I wake up before the sun rises, laying in bed contemplating when my alarm will go off, dreading the bee-bee-bee-beeep bee-bee-bee-beep, the sound of reality reaching out through a banged up twenty-two year old piece of plastic, run on a AA Battery, slamming the snooze button down hard enough to shut it off, but not shut off life, roll out of bed to the sound of cracks in my not so young body, rubbing the crusty sleep out of my eyes, walking blindly toward the bathroom to perform my daily ablutions, the routine of it all not lost on me, this monotonous journey of reality, not the anticipated reality of my youth, traveling through the hot, sandy Sahara desert on camel back, turban wrapped around my head like the Maharaja that I surely would become, nor the white sandy beach, warmed by the touch of a tropical sun, watching the sun set over a clear, calm sea.
I drive down bumpy roads, marred by the plethora of trucks, cars and bikes that make there way through this concrete jungle, past the old barber shop with the red and white candy cane striped pole, well past it’s expiration date, the red more burnt orange now, next to the polished, sleek and gentrified NOPA, the contrast so completely different, you’d expect them to be in two different towns, let alone next door, passing by the mural wall that changes from week to week, laser eyed cats to stark white paint — a reminder of what a diverse and crazy city this is, on to the motorway with all the zombie automaton-like humans, doing their routine, blindly, with little to no passion as they drink their bitter, hot coffee from one of 50 Starbucks in a 7×7 radius.
Sometimes my mind gets pulled from the automation of it all, in the direction of adventure, of freedom, of bliss – I hear laughter and passionate cries of a life well lived…..like bubbles.

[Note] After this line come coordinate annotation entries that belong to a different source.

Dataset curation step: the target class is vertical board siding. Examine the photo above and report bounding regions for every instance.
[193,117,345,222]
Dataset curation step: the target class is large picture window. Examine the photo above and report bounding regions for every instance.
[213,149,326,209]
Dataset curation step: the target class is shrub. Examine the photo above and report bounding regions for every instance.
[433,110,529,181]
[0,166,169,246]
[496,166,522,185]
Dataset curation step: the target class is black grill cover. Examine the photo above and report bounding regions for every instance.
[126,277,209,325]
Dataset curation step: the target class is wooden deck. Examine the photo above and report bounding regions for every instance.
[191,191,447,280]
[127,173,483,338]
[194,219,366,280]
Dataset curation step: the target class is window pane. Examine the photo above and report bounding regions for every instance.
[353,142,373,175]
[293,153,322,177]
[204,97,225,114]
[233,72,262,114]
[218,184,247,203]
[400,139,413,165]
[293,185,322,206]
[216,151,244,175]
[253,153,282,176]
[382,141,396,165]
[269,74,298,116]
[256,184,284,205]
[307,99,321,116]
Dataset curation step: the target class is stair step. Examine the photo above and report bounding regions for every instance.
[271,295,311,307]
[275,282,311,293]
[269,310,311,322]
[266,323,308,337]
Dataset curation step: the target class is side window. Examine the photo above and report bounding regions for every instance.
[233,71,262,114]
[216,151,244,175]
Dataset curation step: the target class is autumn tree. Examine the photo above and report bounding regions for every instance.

I sit, I stand, I stare, I piss, I lecture, and listen and talk, in various order for 9 to 10 hours of the day, heading back on the motorway, the mid-day sun that promised life as I stared out past my buzzing computer monitor, now setting behind the hill, a fraction of its warmth left on my steering wheel, a reminder of what has come and gone once again, zoning to the sound of the radio news anchors – Egypt, Libya, Syria, Japan, an annoying jingle for 1-877-CarsForKids that gets stuck in my head, yet I’m too numb to switch it off, battling past the same people in their metal cages, slowing, stopping, breaking, cursing as we put-put our way to our homes.
Climbing back under the same covers I left this morning, slightly less fresh, my head crashes to the pillow in exhaustion, in defeat, knowing the routine will start again tomorrow, looking forward to escape, I yearn for my real life, the life of my dreams, my hidden reality that will one day expose itself – just not tomorrow.
This was a writing assignment for the current class I’m taking, written without stopping for 10 minutes. The assignment: try to mimic the form/style of Ellery Aker’s piece, What I Do.